It was a lovely fall day, probably the last 70-ish degree day we will have before the chill sets in. Leaves are golden and red and falling like colored snowflakes from the trees. After a trip to a pumpkin-and-apple festival in a nearby town, complete with hayride, petting zoo, treehouse playground, pumpkin patch, and freshly picked-and-dunked caramel apples, I came home and started a simple pot of beans for dinner.
My children have always eaten beans, maybe because we have always served them. They are inexpensive, nourishing, and filling, so even in the hardest of times we could sit down to enjoy bean soup or some other dish stretched by the addition of beans. My youngest child does not tolerate meat very well, so beans have been very important for protein in her diet and will continue to be.

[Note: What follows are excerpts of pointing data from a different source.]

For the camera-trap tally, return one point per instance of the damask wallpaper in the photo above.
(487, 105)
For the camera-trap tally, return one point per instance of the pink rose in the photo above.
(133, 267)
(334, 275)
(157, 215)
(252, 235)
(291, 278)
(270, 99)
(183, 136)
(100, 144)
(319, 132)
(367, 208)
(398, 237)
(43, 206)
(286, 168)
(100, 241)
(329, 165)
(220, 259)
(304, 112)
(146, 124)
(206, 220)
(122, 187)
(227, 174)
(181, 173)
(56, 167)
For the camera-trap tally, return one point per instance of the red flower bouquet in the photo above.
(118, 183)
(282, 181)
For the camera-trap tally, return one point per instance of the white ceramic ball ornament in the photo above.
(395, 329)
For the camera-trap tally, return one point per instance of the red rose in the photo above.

Nothing says fall like beans and cornbread for dinner! It is so easy to make... and cheap, and healthy. If you are eating low carb, you may have to ditch the cornbread or only have a small piece; this recipe is *not* Medifast friendly, but it is full of good carbs, so enjoy and be nourished! Even the least experienced cook can make this.
Take a big soup pot and set it on the stove.
Measure out 3-4 cups of dried pinto beans. Rinse them in a colander and pick out any pebbles or other debris. Dump the beans into the pot.
Add about 4 cups of chicken broth or stock (homemade is best, low sodium canned is fine also). Then add 4-5 cups of water.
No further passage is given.